Ralph B. DavisManaging Editor
October 9, 2012
Julia Roberts Goad
WILLIAMSON — When Rotarian Vinnie Kudva worked as a volunteer in South Africa, he did more than teach math. Visiting rural health clinics, he saw a need for equipment.
“On weekends I worked in an HIV orphanage,” Kudva said. “During this time I also visited many rural health clinics. These clinics had very little equipment and no doctors or properly trained nurses.”
Kudva said he had expressed the hope Rotary could help the clinics to provide medical care to the people, especially children. He said that since he was in South Africa four years ago, a lot of progress has been made, but that basic equipment is still a need.
He said the Rotary Club of Letaba, South Africa contacted the club in Williamson, seeking help.
“I called the Chief Medical Officer at the Letaba District Health Department, Dr. Janet,” Kudva said. “We set some priorities.”
The project that came of the connection between the Letaba and Williamson Rotaries will bring 100 baby weighing scales to health clinics in South Africa. Letaba is a district in the north eastern part of South Africa called as Limpopo.
The goal of the project is to help the local healthcare providers in their fight to reduce infant mortality rate. The infant mortality rate in South Africa is 42.67 per 1,000 live births (the rate in the U.S. is 5.98).

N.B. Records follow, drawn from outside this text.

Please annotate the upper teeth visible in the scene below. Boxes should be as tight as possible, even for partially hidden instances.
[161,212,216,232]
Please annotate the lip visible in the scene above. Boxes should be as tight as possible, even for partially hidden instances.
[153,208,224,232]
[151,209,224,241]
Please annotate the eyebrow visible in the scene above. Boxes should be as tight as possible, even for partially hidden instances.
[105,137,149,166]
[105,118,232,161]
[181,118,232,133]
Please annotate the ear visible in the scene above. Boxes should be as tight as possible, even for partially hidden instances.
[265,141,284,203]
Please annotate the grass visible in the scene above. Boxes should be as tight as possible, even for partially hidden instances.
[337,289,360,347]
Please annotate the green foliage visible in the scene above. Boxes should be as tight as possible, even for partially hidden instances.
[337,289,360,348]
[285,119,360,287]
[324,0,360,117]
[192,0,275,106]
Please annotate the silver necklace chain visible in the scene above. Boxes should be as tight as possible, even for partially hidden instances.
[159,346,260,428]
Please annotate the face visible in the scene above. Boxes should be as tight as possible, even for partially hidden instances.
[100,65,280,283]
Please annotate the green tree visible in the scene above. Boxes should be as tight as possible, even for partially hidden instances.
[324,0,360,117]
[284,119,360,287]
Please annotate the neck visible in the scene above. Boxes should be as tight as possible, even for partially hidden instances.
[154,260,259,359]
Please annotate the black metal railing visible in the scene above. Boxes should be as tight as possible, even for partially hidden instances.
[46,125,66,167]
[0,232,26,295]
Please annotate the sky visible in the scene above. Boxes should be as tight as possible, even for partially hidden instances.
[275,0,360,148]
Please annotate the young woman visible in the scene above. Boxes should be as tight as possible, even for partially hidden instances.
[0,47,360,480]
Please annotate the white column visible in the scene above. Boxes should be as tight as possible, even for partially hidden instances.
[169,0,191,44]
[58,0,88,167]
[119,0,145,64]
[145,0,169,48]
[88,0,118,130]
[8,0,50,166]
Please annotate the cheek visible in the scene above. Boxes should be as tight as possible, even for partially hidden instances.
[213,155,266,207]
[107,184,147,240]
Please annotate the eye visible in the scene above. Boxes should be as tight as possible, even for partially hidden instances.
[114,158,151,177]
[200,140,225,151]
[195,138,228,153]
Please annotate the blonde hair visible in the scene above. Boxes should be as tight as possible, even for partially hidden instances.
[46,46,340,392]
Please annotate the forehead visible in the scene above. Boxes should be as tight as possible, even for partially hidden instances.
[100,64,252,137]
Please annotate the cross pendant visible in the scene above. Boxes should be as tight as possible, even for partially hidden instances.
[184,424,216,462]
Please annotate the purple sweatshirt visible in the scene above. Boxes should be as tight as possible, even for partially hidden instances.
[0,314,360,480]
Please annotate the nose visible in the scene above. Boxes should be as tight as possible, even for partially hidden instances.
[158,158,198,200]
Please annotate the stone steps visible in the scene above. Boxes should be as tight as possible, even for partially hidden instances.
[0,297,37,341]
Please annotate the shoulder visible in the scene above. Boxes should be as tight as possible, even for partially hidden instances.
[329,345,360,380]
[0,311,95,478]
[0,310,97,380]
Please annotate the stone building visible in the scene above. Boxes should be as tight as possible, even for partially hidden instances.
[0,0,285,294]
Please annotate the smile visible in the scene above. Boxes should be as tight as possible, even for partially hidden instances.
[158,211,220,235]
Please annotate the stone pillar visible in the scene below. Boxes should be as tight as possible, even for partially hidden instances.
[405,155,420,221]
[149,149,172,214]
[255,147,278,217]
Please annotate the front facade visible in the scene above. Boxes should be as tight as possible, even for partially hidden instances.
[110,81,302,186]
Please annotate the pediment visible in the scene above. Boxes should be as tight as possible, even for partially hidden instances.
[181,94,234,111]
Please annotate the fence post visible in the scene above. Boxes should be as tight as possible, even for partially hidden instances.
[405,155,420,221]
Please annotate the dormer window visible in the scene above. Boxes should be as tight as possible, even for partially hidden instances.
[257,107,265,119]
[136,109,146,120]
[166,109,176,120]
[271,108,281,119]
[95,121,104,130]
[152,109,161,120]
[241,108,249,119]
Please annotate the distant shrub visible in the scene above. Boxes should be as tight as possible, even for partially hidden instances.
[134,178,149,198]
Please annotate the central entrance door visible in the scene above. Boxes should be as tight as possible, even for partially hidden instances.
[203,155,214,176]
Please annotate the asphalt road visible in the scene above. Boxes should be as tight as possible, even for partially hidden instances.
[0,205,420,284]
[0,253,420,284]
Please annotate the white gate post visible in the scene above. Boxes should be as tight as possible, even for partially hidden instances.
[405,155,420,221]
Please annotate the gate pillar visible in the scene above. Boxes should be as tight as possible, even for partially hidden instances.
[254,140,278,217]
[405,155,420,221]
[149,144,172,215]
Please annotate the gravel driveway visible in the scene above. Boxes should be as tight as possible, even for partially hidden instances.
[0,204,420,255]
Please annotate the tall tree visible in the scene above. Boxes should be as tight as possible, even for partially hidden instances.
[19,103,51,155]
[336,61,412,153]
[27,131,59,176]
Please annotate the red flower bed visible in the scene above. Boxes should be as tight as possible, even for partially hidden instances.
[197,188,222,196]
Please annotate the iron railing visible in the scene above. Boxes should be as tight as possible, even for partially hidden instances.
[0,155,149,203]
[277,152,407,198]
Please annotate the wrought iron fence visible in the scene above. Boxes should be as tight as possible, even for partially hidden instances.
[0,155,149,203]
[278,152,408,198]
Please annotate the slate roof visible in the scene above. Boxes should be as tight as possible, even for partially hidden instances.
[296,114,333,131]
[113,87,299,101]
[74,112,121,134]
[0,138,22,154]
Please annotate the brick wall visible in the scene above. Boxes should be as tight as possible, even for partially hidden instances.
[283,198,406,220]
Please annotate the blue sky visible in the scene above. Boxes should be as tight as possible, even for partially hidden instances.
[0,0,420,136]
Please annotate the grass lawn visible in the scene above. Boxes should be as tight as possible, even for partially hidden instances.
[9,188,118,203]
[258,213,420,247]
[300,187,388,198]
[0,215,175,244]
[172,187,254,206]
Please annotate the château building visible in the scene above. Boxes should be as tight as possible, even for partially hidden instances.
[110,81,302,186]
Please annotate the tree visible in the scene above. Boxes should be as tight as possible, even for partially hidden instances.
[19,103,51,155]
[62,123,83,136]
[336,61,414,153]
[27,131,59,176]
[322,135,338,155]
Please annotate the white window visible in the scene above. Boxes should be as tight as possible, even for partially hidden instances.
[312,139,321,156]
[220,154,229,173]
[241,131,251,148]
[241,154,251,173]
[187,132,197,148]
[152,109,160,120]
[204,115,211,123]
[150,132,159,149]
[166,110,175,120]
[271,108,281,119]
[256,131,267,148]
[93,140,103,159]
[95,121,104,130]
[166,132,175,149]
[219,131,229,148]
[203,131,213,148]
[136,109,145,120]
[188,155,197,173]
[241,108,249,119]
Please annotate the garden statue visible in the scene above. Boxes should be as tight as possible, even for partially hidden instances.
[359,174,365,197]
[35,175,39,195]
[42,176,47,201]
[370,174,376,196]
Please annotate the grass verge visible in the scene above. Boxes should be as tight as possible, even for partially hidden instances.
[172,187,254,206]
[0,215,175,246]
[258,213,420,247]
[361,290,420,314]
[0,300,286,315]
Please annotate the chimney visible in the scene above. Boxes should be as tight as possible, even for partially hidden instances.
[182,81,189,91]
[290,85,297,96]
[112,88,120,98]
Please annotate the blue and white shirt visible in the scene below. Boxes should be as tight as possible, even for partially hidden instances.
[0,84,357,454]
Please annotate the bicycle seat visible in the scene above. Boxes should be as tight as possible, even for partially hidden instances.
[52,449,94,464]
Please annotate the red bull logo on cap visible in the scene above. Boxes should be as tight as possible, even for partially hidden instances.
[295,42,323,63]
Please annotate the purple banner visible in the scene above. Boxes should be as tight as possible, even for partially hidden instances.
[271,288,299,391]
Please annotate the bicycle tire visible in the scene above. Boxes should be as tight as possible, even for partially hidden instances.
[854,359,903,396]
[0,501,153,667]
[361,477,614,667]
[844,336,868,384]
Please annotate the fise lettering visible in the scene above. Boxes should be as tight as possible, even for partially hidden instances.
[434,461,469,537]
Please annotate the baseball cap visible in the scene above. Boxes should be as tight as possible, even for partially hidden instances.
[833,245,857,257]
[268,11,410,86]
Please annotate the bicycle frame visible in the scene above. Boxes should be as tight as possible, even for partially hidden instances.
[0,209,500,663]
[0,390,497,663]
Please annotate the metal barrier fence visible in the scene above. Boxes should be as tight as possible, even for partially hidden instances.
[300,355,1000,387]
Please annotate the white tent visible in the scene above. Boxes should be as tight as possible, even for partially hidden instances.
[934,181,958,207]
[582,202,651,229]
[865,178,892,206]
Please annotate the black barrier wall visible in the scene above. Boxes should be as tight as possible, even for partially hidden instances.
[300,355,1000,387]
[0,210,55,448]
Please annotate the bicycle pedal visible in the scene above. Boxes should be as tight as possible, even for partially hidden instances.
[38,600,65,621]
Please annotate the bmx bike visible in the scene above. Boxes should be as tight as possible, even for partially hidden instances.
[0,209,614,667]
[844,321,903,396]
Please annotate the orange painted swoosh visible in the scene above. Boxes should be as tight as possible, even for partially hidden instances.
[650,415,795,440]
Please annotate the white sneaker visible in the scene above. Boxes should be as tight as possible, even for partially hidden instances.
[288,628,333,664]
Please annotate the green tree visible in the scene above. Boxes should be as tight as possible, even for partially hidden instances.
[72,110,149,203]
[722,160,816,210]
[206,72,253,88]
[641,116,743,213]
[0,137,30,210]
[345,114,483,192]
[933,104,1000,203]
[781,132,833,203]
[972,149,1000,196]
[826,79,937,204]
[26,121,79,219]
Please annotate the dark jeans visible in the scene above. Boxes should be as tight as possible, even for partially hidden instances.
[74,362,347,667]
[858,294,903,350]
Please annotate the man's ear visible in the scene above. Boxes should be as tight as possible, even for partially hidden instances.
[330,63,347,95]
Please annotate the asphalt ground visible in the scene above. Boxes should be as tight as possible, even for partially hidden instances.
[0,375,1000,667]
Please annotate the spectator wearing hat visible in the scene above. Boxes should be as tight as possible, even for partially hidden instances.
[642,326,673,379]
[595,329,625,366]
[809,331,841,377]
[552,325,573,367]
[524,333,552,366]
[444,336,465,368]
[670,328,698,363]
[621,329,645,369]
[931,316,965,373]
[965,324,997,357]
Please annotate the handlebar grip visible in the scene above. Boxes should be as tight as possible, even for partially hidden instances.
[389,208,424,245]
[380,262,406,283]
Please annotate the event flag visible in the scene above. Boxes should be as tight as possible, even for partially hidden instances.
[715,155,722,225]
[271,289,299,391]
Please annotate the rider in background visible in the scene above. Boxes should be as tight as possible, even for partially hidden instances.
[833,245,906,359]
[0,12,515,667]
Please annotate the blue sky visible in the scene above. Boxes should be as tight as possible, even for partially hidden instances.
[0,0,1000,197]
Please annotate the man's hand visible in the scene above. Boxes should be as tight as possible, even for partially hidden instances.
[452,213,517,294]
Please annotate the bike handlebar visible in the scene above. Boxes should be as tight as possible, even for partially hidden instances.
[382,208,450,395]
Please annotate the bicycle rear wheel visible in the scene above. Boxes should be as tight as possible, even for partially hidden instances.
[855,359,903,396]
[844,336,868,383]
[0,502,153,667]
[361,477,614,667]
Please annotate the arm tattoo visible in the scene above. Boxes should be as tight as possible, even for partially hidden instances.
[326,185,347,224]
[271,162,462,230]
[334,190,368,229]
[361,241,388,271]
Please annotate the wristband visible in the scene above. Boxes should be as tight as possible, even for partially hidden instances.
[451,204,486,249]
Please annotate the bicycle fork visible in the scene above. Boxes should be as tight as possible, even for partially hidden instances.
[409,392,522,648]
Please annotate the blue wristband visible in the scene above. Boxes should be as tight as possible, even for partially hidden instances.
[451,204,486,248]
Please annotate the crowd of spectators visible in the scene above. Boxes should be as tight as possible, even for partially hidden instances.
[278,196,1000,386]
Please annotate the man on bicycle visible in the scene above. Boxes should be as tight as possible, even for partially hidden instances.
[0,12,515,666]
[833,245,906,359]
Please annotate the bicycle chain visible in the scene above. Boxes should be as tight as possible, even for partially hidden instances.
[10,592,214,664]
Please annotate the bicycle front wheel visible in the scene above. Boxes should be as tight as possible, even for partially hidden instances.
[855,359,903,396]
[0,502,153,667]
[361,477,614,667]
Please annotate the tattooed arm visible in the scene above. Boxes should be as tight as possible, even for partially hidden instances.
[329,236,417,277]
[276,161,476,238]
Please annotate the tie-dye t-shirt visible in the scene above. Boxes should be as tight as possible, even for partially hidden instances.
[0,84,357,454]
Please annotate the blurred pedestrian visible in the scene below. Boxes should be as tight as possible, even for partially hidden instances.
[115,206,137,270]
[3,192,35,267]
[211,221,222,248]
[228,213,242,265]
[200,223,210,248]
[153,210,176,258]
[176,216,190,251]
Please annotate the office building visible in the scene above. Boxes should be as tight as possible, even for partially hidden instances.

The Letaba Rotary Club will procure the scales, which are manufactured in Europe, Kudva said, and sold through a local agency in South Africa.
The total cost of this project is about $7,530 excluding shipping and handling. Members of the Rotary Club of Williamson will provide about $6.500 and balance is provide by Rotary Club of Letaba.
The Letaba Club will execute the project, procuring and distributing the scales to 100 South African clinics.
There are about 32,000 Rotary Clubs around the world helping communities locally and internationally to improve healthcare, education, safe drinking water and polio eradication among other projects.